Mathematician, GIS Scientist, and Professor in Baltimore, MD

John W. Hessler

Mathematician, GIS Scientist, and Professor in Baltimore, MD

Read my new COVID article

When not climbing in the Alps or mountain biking through some jungle, I am a lecturer in Mathematics & Computer Science in the Odyssey Program of the Krieger School of the Arts & Sciences at Johns Hopkins University, and a Specialist in Computational Geography & Geographic Information Science at the Library of Congress.

Over the past few years I have lectured or taught classes on Quantum Computing, Quantum Field Theory, Evolutionary Game Theory, the Mathematical Foundations of Deep & Machine Learning, the Millennium Problems, and most recently, on the Science of Pandemics. Interested in the intersection of neuroscience and computation, I have also taught classes in the mapping of the human brain and evolutionary computation.

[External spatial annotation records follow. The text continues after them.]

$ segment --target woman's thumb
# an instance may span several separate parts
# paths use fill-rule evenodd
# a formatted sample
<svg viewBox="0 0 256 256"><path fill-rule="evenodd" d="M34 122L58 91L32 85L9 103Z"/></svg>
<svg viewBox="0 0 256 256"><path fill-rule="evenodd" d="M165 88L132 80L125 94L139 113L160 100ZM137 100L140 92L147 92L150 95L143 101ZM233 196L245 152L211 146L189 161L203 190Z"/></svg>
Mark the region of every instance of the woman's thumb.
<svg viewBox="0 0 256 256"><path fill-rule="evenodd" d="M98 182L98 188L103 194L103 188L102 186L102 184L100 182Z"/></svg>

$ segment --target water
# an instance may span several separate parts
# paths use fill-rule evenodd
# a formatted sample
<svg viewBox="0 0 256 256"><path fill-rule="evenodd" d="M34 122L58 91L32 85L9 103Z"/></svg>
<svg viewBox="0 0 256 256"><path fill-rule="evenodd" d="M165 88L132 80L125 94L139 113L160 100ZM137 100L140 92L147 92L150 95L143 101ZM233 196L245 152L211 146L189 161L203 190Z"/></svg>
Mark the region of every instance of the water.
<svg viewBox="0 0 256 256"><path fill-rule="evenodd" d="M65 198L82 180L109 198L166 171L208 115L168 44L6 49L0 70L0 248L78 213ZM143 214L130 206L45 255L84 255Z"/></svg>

I am the founder of the BIOCOMP Lab (BCL), where our philosophy is to apply advanced mathematics and computation to challenging problems in policy and governance that are important in the world today. We combine evolutionary computation, along with geospatial data and advanced bioinformatics, to study complex spatial analysis problems, like Congressional redistricting, political polling, and mapping pandemics.

Our current project centers on mapping the variation in the genome and distribution of Rhinolophus bats—thought to be the hosts of SARS-CoV-2—using deep learning, bioacoustic recordings, and wavelet analysis.

At the BCL, we often find ourselves pondering the mathematical intricacies of evolutionary game theory, wondering about information entropy, and marveling at the philosophical complexity of genetic algorithms.

The lab's theoretical research is focused on the application of the renormalization group, derived from quantum field theory, to study the structure and function of deep neural networks.

The author of more than one hundred articles and books, including the New York Times bestseller, MAP: Exploring the World, my writing and work has been featured in many national media outlets including the New York Times, Washington Post, Discover Magazine, WIRED, CITYLAB, the BBC, CBS News and most recently on NPR’s All Things Considered, Bloomberg News and MAPLAB.

An avid mountaineer, I am also a frequent contributor to Alpinist Magazine, where I write about glaciology, the history of mountaineering, & climate change.

I find being close to the gentle hum of supercomputers, the philosophical complexity of QFT, and the everyday language of James Joyce’s Ulysses, strangely comforting.